School of Electronics Engineering Department, VIT University, Chennai Campus, Chennai - 600127, Tamil Nadu, India; tanaymodi2007@gmail.com, patelhardik.anilkumar2013@vit.ac.in, jsranialex@vit.ac.in

### Abstract

**Background/Objectives:** Discrete wavelet Transform (DWT) is substantially applied in many Digital Signal Processing (DSP) applications. Multiplication of the coefficient is the key factor for complexity in FIR filters. **Methods/Statistical Analysis:** This paper presents different multiplication techniques used to reduce the complexity in DWT such as Constant Shift Method (CSM), Vedic multiplication and Binary Signed Sub-coefficient (BSS) method. CSM technique uses Shift and Add unit followed with Mux to select appropriate output. BSS technique uses signed sub-coefficients, which reduces the multiplexer size. Vedic multiplication is famous for its low complexity architecture of bit-bit multiplication. Partial product and BCSE methods are used for designing the architectures. The coefficients are represented in IEEE 754 floating point half precision standard. Software simulation is performed in ModelSim and the designs are synthesized in Cadence RC tool for 180 nm technology. **Findings:** The CSM method gives high speed operation because of its reduced number of adders. The Vedic method provides low power and high speed operation. The BSS method uses Multiplexers and signed bit as control switch, which has a great impact over area requirement. The area requirement is reduced by 6% in BSS technique. Vedic multiplier gives about 23% power reduction compared to conventional multiplier. Both CSM and BSS techniques can be called Reconfigurable architectures as they can be hardwired and the mux output depends on the coefficients only. **Conclusion/Improvements:** CSM technique is gives the perfect balance for power reduction and area efficiency. Vedic technique gives immense reduction in power consumption but the area overhead is increased.

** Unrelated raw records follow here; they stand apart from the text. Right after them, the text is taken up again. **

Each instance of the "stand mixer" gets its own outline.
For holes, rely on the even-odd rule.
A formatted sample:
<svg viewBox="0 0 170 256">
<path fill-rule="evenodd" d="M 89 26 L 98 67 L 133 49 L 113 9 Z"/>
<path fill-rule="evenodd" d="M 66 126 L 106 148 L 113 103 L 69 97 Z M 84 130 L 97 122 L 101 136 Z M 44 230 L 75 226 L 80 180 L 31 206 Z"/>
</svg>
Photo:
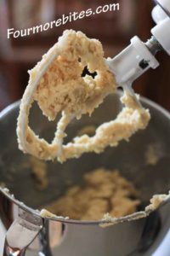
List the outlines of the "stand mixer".
<svg viewBox="0 0 170 256">
<path fill-rule="evenodd" d="M 117 84 L 126 89 L 148 69 L 159 66 L 155 57 L 157 51 L 164 49 L 170 55 L 170 2 L 156 2 L 157 5 L 152 11 L 152 17 L 157 25 L 151 29 L 151 38 L 144 44 L 135 36 L 123 51 L 106 61 L 110 71 L 116 74 Z"/>
<path fill-rule="evenodd" d="M 116 79 L 117 84 L 120 86 L 122 86 L 126 90 L 128 90 L 131 94 L 133 94 L 133 90 L 132 89 L 133 82 L 137 79 L 140 75 L 145 73 L 149 68 L 156 68 L 159 66 L 158 61 L 156 61 L 155 55 L 157 51 L 164 49 L 168 55 L 170 55 L 170 1 L 169 0 L 157 0 L 156 1 L 157 5 L 155 7 L 152 12 L 152 17 L 156 23 L 157 24 L 152 30 L 151 33 L 153 37 L 148 40 L 147 43 L 144 44 L 138 37 L 134 37 L 131 40 L 131 44 L 126 48 L 122 52 L 121 52 L 118 55 L 116 55 L 114 59 L 107 59 L 106 62 L 110 67 L 110 71 L 112 71 L 116 74 Z M 115 102 L 117 102 L 117 99 L 115 99 Z M 152 133 L 154 128 L 156 127 L 157 133 L 160 136 L 160 142 L 165 142 L 167 143 L 165 145 L 166 151 L 169 151 L 169 143 L 167 138 L 168 131 L 170 129 L 170 117 L 169 114 L 162 110 L 157 105 L 151 103 L 150 102 L 143 99 L 143 103 L 145 107 L 150 109 L 151 116 L 153 116 L 153 120 L 151 120 L 150 128 L 147 131 L 148 134 L 144 137 L 144 134 L 139 137 L 139 141 L 143 142 L 143 140 L 149 140 L 152 137 Z M 110 101 L 107 102 L 107 104 L 110 106 Z M 103 107 L 102 107 L 103 108 Z M 105 106 L 104 106 L 105 108 Z M 119 110 L 120 106 L 117 105 L 117 111 Z M 102 109 L 102 108 L 101 108 Z M 99 113 L 101 114 L 101 109 L 99 110 Z M 15 127 L 15 119 L 18 115 L 19 110 L 19 102 L 15 103 L 12 107 L 8 108 L 8 109 L 4 110 L 0 115 L 0 131 L 3 131 L 7 130 L 6 125 L 10 125 L 9 127 Z M 35 110 L 37 113 L 37 110 Z M 108 113 L 109 114 L 109 113 Z M 116 113 L 115 113 L 116 114 Z M 98 113 L 97 113 L 98 115 Z M 37 119 L 38 114 L 35 115 Z M 104 113 L 105 116 L 105 113 Z M 155 117 L 156 116 L 156 119 Z M 8 119 L 8 121 L 7 121 Z M 100 119 L 100 116 L 99 116 Z M 96 119 L 94 117 L 94 120 L 97 120 L 98 117 L 96 116 Z M 5 121 L 6 120 L 6 121 Z M 85 122 L 86 123 L 86 122 Z M 43 122 L 41 120 L 37 120 L 37 125 L 42 124 L 43 126 Z M 82 121 L 82 126 L 84 123 Z M 160 127 L 161 126 L 161 127 Z M 44 125 L 45 127 L 45 125 Z M 76 127 L 76 126 L 75 126 Z M 75 129 L 74 127 L 74 129 Z M 156 128 L 155 128 L 156 129 Z M 14 128 L 13 129 L 14 130 Z M 13 131 L 14 132 L 14 131 Z M 73 131 L 75 132 L 75 131 Z M 154 136 L 154 135 L 153 135 Z M 155 135 L 156 137 L 157 134 Z M 14 134 L 11 134 L 11 137 L 15 139 Z M 6 139 L 4 137 L 4 139 Z M 9 139 L 9 138 L 8 138 Z M 7 139 L 8 140 L 8 139 Z M 50 166 L 50 169 L 54 169 L 54 172 L 56 173 L 56 168 L 59 169 L 59 176 L 60 173 L 63 172 L 60 171 L 62 168 L 74 169 L 77 166 L 77 163 L 80 162 L 80 165 L 83 166 L 84 171 L 86 169 L 96 167 L 96 163 L 98 162 L 99 165 L 102 165 L 105 163 L 109 159 L 112 160 L 112 154 L 113 151 L 114 154 L 117 154 L 117 157 L 119 158 L 120 151 L 123 152 L 134 152 L 135 147 L 134 141 L 137 140 L 139 143 L 139 138 L 137 139 L 136 137 L 134 139 L 132 139 L 132 143 L 130 142 L 129 144 L 122 145 L 119 148 L 110 148 L 106 150 L 106 152 L 102 154 L 101 156 L 95 156 L 94 154 L 90 154 L 87 156 L 83 156 L 81 160 L 71 160 L 68 161 L 64 166 L 61 165 L 56 165 L 54 167 Z M 5 140 L 2 143 L 2 155 L 5 155 L 4 159 L 5 161 L 8 161 L 8 157 L 6 157 L 6 153 L 4 150 L 5 148 L 8 148 L 10 144 L 13 143 L 10 141 L 6 142 Z M 124 148 L 123 148 L 124 147 Z M 128 149 L 123 149 L 123 148 Z M 11 157 L 14 155 L 14 150 L 16 151 L 17 145 L 14 144 L 14 148 L 11 149 Z M 118 152 L 118 151 L 119 152 Z M 144 151 L 144 146 L 141 145 L 139 156 L 136 155 L 135 157 L 138 159 L 137 164 L 138 166 L 142 166 L 142 162 L 140 160 L 140 157 L 142 155 L 142 152 Z M 17 151 L 18 152 L 18 151 Z M 117 153 L 116 153 L 117 152 Z M 17 153 L 18 154 L 18 153 Z M 21 158 L 21 153 L 19 153 L 18 159 Z M 133 161 L 132 154 L 125 157 L 124 161 L 128 163 L 128 160 Z M 26 157 L 26 156 L 25 156 Z M 132 157 L 132 159 L 131 159 Z M 96 158 L 96 159 L 95 159 Z M 100 158 L 100 160 L 99 160 Z M 123 157 L 122 157 L 123 158 Z M 12 162 L 13 159 L 9 159 L 8 162 L 5 162 L 6 166 L 8 165 L 10 166 L 10 162 Z M 109 160 L 108 160 L 109 162 Z M 170 162 L 170 159 L 167 159 L 167 165 Z M 16 166 L 20 166 L 20 162 L 16 161 Z M 3 164 L 2 164 L 3 165 Z M 109 163 L 107 164 L 109 165 Z M 111 164 L 110 164 L 111 165 Z M 162 163 L 162 166 L 159 166 L 160 168 L 160 176 L 159 178 L 161 179 L 162 176 L 164 177 L 162 184 L 160 187 L 166 188 L 168 190 L 168 182 L 166 183 L 166 180 L 167 179 L 167 172 L 163 172 L 163 167 L 165 164 Z M 57 167 L 56 167 L 57 166 Z M 119 167 L 119 164 L 117 163 L 117 167 Z M 5 168 L 5 167 L 4 167 Z M 9 167 L 6 167 L 9 168 Z M 149 168 L 150 169 L 150 168 Z M 8 169 L 9 170 L 9 169 Z M 11 169 L 12 170 L 12 169 Z M 13 170 L 10 170 L 10 175 L 13 175 Z M 5 176 L 5 172 L 2 172 L 2 175 Z M 19 172 L 19 175 L 21 175 L 21 183 L 22 183 L 22 175 L 25 172 L 25 170 L 21 170 L 22 172 Z M 146 170 L 147 171 L 147 170 Z M 71 171 L 68 171 L 71 172 Z M 135 169 L 136 172 L 136 169 Z M 144 172 L 143 175 L 145 175 L 144 180 L 149 179 L 152 182 L 152 175 L 150 173 L 150 170 L 148 170 L 148 172 L 142 170 Z M 138 172 L 138 173 L 139 173 Z M 26 172 L 25 172 L 26 174 Z M 53 171 L 51 171 L 53 173 Z M 70 173 L 70 172 L 69 172 Z M 132 173 L 133 177 L 134 173 Z M 17 177 L 17 173 L 14 173 L 14 176 Z M 71 175 L 71 172 L 70 173 Z M 72 174 L 73 175 L 73 174 Z M 148 177 L 147 177 L 148 175 Z M 166 176 L 167 175 L 167 176 Z M 10 177 L 11 178 L 11 177 Z M 10 180 L 8 179 L 8 181 Z M 37 208 L 39 206 L 37 205 L 37 201 L 34 197 L 37 195 L 33 195 L 31 190 L 31 184 L 29 183 L 29 177 L 25 177 L 28 180 L 24 183 L 24 187 L 22 187 L 23 190 L 30 189 L 28 194 L 30 194 L 31 199 L 28 199 L 28 196 L 25 198 L 25 195 L 19 195 L 19 189 L 14 187 L 14 181 L 13 180 L 13 184 L 8 185 L 8 182 L 4 178 L 4 183 L 7 183 L 7 187 L 12 190 L 12 193 L 20 200 L 15 200 L 12 195 L 6 189 L 3 189 L 0 187 L 0 215 L 2 220 L 5 226 L 8 229 L 6 234 L 6 241 L 4 246 L 4 252 L 3 256 L 24 256 L 26 254 L 26 248 L 32 242 L 32 241 L 38 236 L 40 241 L 40 256 L 51 256 L 52 254 L 49 244 L 49 237 L 48 237 L 48 226 L 50 224 L 54 224 L 56 226 L 56 231 L 60 233 L 60 242 L 59 242 L 59 250 L 56 255 L 97 255 L 97 256 L 103 256 L 104 254 L 110 256 L 113 255 L 115 253 L 116 256 L 125 256 L 125 255 L 151 255 L 150 252 L 159 245 L 161 241 L 162 240 L 163 236 L 167 233 L 170 226 L 170 220 L 168 218 L 168 212 L 170 211 L 170 206 L 167 203 L 169 201 L 165 202 L 162 207 L 156 212 L 151 212 L 147 218 L 140 218 L 139 220 L 134 219 L 133 220 L 132 217 L 120 218 L 117 220 L 117 223 L 114 226 L 110 226 L 109 228 L 100 228 L 99 224 L 105 222 L 80 222 L 80 221 L 74 221 L 74 220 L 65 220 L 60 219 L 58 218 L 42 218 L 40 216 L 39 211 L 33 210 L 33 208 Z M 158 177 L 156 177 L 158 178 Z M 53 177 L 52 177 L 53 179 Z M 142 178 L 141 178 L 142 180 Z M 9 183 L 9 182 L 8 182 Z M 145 184 L 145 183 L 144 183 Z M 141 185 L 141 184 L 140 184 Z M 144 184 L 143 184 L 144 185 Z M 147 183 L 146 183 L 147 185 Z M 21 184 L 20 184 L 21 186 Z M 26 186 L 26 187 L 25 187 Z M 57 185 L 56 185 L 57 186 Z M 60 186 L 60 185 L 59 185 Z M 149 186 L 149 184 L 147 185 Z M 157 183 L 156 182 L 155 188 L 157 188 Z M 154 186 L 153 186 L 154 187 Z M 12 188 L 12 189 L 11 189 Z M 20 192 L 21 192 L 21 188 L 20 189 Z M 49 193 L 52 188 L 49 188 Z M 154 190 L 154 189 L 153 189 Z M 161 192 L 162 189 L 156 190 L 156 192 Z M 144 201 L 147 201 L 148 197 L 151 196 L 154 193 L 150 189 L 149 195 L 145 196 L 144 192 L 145 190 L 142 191 Z M 46 191 L 47 192 L 47 191 Z M 45 192 L 45 193 L 46 193 Z M 155 191 L 156 192 L 156 191 Z M 41 192 L 42 196 L 44 196 L 45 200 L 48 201 L 48 197 L 45 197 L 45 194 Z M 47 193 L 46 193 L 47 194 Z M 41 196 L 41 195 L 39 195 Z M 145 196 L 145 198 L 144 198 Z M 29 197 L 29 198 L 30 198 Z M 41 198 L 41 197 L 40 197 Z M 21 203 L 24 201 L 25 204 L 31 206 L 31 207 L 28 207 L 26 205 Z M 167 213 L 166 213 L 167 212 Z M 8 217 L 7 217 L 8 216 Z M 138 213 L 135 217 L 138 217 Z M 13 220 L 14 221 L 13 222 Z M 132 219 L 133 221 L 128 221 Z M 65 228 L 64 228 L 65 227 Z M 161 227 L 162 227 L 161 229 Z M 160 233 L 159 230 L 161 230 Z M 154 244 L 156 238 L 157 237 L 157 234 L 161 234 L 160 237 L 158 237 L 158 241 Z M 123 248 L 123 239 L 126 240 L 127 237 L 130 237 L 131 241 L 129 241 L 128 245 L 126 247 L 126 251 Z M 69 238 L 70 237 L 70 238 Z M 83 245 L 77 246 L 77 248 L 74 248 L 75 244 L 77 243 L 78 239 L 82 239 L 83 241 Z M 120 239 L 122 240 L 122 245 Z M 65 245 L 65 240 L 66 241 L 66 245 L 72 246 L 73 248 L 68 249 L 66 248 L 66 245 Z M 105 245 L 102 244 L 103 241 L 105 240 Z M 115 240 L 112 241 L 112 240 Z M 120 241 L 119 246 L 116 246 L 116 243 Z M 101 242 L 101 247 L 100 247 Z M 60 246 L 61 249 L 60 251 Z M 65 249 L 63 248 L 65 247 Z M 96 254 L 95 254 L 96 253 Z"/>
</svg>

**Keywords:** Binary Signed Sub-coefficients, Constant Shift Method, Daubechies (db4) DWT, Discrete Wavelet Transform (DWT), Vedic Multiplication

# 1. Introduction

Recently, a great amount of work is proposed to provide a decent speech recognition system. It should give continuous speech recognition despite the noisy ambience. Gaining statistical information about the signal is called feature extraction. A resemblance to Heisenberg's Uncertainty hypothesis, time domain signals have a wide frequency band and signals with narrow frequency band have a large time period in time domain. Fourier transform is not sufficient for speech, which is non-stationary signal.

Several systems have been suggested to improve speech recognition. Linear Predictive Coding (LPC) and Mel-Frequency Cepstrum Coefficients (MFCC) are some of the orthodox techniques for feature extraction of speech signal. Linear Predictive Cepstral Coefficients (LPCC) and

\*Author for correspondence

their regression coefficients were designed from them. MFCC is based on filter bank approach. In this method, filters are spread out in a shape same as human ears. These methods have high noise sensitivity. Yet, humans can isolate the speech in composite acoustic atmosphere. This fact has encouraged scientists to develop more robust speech feature extraction architecture.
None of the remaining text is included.